PALEMBANG, SUMATERAEKSPRES.ID – Gelaran acara Orasi Ilmiah dan Diskusi Demokrasi Hatta dan Relevansinya pada Pilkada Serentak yang diadakan Fakultas Ilmu Sosial Ilmu Politik (FISIP) Universitas Sriwijaya Palembang, berlangsung hangat.
Diinspirasi Dosen Fakultas FISIP Unsri, Dr Zulfikri Suleman, MA mendatangkan moderator serta tokoh kondang di Indonesia.
BACA JUGA:KEREN! 4.096 Mahasiswa Baru Unsri Ciptakan Mahakarya 12 Formasi Papermob di PKKMB 2024
Beberapa narasumber yang dihadirkan antara lain, tokoh politik Dr Fadli Zon. M.Sc., dosen UI, akademisi Prof Dr Meutia Farida Hatta Rajasa., Dosen Internasional Islamic University Malaysia, Prof Dr Erry Yulian T Adesta., Direktur Fordes Sumsel Bagindo Togar., dosen Fisip Universitas Andalas, Prof Dr H Asrinaldi dan moderator merupakan akademisi Saftri Elfandari. M.IKom.

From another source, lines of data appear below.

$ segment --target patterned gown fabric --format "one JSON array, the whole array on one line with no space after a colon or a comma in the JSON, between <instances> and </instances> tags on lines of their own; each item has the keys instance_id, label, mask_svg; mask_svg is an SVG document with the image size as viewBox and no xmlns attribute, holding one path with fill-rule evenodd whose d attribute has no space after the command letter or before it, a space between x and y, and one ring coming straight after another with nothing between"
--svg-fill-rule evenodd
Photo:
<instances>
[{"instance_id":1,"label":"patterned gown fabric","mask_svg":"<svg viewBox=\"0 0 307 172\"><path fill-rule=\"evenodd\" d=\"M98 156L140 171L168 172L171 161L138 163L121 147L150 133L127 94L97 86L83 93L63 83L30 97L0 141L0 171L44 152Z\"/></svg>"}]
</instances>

Zulfikri Suleman, dalam orasi ilmiah menjelaskan kegiatan ini dalam rangka purnabakti sebagai ASN dosen FISIP Universitas Sriwijaya.
Dikatakan, identitas suatu bangsa terukur pada bangsa tersebut. Dalam bentuk pemikiran bapak bangsa Bung Hatta dan dalam teladan perilaku pemimpin terdahulu.
Dalam pandangan Hatta, ada dua demokrasi. Yakni demokrasi politik dan demokrasi ekonomi. Dengan kutipan singkat tidak sulit mengatakan kerangka ketatanegaraan Hatta menginginkan Indonesia merdeka dengan demokrasi parlementer.
"Usaha bersama atas asas kekeluargaan. Dalam UUD dikonkretkan lagi produksi untuk semua di bawah pimpinan anggota masyarakat.
Kemakmuran masyarakat diutamakan bukan orang perorang dan salah satu itu koperasi," katanya yang menyatakan rakyat yang berdaulat dan berdemokrasi merupakan titik tertinggi dari demokrasi.
Dia juga mengulas ada tiga untuk membuat rakyat berdaulat. Organisasi yang baik, kader-kader dan rakyat yang insaf.
"Kader organisasi sebagai calon pemimpin dia menginginkan kader lebih militan dan bertanggung jawab. Keinginan Hatta ini sendiri sejak tahun 1820 mengusung konsep politik pendidikan untuk melawan penjajah," paparnya.
Dari kacamata politik, Zulfikri, menjelaskan parpol sebagai pragmatis dan meraih kekuasaan kecuali PDIP dan PKS.
Kedua, kader partai bukan sebagai dibayangkan Hatta dimana teguh pendirian, dan siap menghadang kesulitan. Ketiga sebagai akibat rakyat yang ikut menjadi pemilih bukan yang diimpikan Hatta.
"Yakni rakyat yang insaf secara politik. Ketika memilih masih bimbang seperti transaksional dan emosional," Zulfikti, mengutip ucapan Bagindo.